Sandwich structures used to lightweight telescope mirrors result in subsurface pore or cell-induced surface deformation (called quilting), in the unsupported sub-surface regions, during diamond turning of the optical surface. An alternative to sandwich structure is metal foams made by the melt route which have a monolithic porous-nonporous interface naturally formed by a gravitationally induced drainage effect. This work compares effect of naturally formed pores on quilt formation in A357 and Al 6061 metal foams, while also studying the influence of pore size and cutting speed on the quilting effect using simulated controlled diameter single-pore samples made of Al 6061. Results show that the quilt height observed in Al 6061 foam is more than that of A357 foam.
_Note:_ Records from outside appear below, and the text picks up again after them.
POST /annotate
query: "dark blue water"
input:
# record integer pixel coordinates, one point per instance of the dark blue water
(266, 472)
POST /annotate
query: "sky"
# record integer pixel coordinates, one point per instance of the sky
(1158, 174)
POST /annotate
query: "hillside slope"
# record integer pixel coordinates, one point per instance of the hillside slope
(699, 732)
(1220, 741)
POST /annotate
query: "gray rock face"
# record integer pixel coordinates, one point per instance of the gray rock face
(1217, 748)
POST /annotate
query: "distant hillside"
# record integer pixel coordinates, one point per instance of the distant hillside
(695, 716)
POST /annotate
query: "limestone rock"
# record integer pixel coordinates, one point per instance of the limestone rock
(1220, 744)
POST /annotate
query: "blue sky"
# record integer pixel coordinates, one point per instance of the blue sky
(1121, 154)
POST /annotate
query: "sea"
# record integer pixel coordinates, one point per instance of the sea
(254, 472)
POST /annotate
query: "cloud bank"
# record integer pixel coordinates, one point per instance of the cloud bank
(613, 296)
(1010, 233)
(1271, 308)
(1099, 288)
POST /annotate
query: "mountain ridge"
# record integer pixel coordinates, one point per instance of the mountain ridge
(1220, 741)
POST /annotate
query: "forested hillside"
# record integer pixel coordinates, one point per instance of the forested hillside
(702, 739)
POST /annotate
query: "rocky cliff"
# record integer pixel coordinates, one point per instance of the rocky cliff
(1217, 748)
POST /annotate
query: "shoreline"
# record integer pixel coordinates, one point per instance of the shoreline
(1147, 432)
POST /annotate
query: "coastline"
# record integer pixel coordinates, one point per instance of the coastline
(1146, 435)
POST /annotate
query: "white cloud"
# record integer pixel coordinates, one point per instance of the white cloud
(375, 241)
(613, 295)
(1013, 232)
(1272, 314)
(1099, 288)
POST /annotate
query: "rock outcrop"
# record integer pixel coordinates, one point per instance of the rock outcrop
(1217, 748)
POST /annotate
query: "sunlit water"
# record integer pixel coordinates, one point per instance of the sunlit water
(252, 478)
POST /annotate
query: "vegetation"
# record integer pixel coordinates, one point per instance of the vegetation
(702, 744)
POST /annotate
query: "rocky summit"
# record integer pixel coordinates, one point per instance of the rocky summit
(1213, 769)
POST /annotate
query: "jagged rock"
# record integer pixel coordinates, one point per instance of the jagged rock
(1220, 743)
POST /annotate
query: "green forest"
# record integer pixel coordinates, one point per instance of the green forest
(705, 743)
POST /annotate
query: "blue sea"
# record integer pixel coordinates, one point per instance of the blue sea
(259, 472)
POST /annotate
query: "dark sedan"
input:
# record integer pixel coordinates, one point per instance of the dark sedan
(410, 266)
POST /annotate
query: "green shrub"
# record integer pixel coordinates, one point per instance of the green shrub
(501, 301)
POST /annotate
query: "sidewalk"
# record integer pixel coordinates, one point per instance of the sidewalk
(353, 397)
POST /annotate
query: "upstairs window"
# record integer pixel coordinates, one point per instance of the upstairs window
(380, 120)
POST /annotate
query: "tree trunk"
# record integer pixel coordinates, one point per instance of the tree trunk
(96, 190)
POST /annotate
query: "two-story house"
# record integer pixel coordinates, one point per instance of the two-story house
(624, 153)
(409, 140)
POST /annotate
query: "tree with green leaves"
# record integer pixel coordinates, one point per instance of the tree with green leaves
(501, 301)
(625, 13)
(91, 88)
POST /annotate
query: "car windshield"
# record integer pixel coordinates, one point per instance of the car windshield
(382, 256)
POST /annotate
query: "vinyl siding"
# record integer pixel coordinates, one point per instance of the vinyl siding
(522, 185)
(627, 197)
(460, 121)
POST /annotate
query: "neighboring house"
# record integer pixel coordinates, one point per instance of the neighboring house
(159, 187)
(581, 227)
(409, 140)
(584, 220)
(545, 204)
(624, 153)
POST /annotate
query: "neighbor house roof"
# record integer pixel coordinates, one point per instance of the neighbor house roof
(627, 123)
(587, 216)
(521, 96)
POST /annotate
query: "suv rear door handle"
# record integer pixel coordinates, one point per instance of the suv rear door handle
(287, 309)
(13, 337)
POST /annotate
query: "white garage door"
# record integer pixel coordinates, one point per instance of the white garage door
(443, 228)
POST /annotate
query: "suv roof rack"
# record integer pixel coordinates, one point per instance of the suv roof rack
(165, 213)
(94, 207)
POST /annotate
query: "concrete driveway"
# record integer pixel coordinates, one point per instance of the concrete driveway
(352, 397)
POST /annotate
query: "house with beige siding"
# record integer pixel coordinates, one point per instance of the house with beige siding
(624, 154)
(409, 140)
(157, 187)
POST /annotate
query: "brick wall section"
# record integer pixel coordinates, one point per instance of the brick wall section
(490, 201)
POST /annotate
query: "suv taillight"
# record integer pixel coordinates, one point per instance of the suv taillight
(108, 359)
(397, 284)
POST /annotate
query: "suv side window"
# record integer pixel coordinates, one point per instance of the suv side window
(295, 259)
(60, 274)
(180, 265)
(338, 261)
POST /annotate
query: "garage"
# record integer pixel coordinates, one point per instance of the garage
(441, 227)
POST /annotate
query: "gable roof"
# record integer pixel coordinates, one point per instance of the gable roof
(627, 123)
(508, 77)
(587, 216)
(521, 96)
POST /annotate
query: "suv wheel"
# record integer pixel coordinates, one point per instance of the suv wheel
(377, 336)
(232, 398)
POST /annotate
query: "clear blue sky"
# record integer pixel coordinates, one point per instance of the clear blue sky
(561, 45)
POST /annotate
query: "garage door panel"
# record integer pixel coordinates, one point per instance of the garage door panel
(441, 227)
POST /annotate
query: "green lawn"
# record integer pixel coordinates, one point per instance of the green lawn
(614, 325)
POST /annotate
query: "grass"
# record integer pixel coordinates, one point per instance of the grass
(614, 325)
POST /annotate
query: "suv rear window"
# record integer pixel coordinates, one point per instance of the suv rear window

Quilting with a height of 0.89 µm appeared on the diamond turned surface of A357 metal foam corresponding to a subsurface pore of diameter 3.87 mm when the thickness of the nonporous region reaches 140 µm. In Al 6061 foam, the quilt with a 0.97 µm peak is observed at 100 µm thickness corresponding to a 2.25 mm pore. The measured quilt heights of metal foams are normalized by their corresponding pore radius, and the effect of material strength on quilt formation is reported. Simulated pore studies in Al6061 show that both pore size and cutting speed significantly influence quilt formation, indicating that optimizing cutting conditions can reduce quilt formation effects. This study facilitates effective adoption of monolithic metal foams for lightweight mirrors.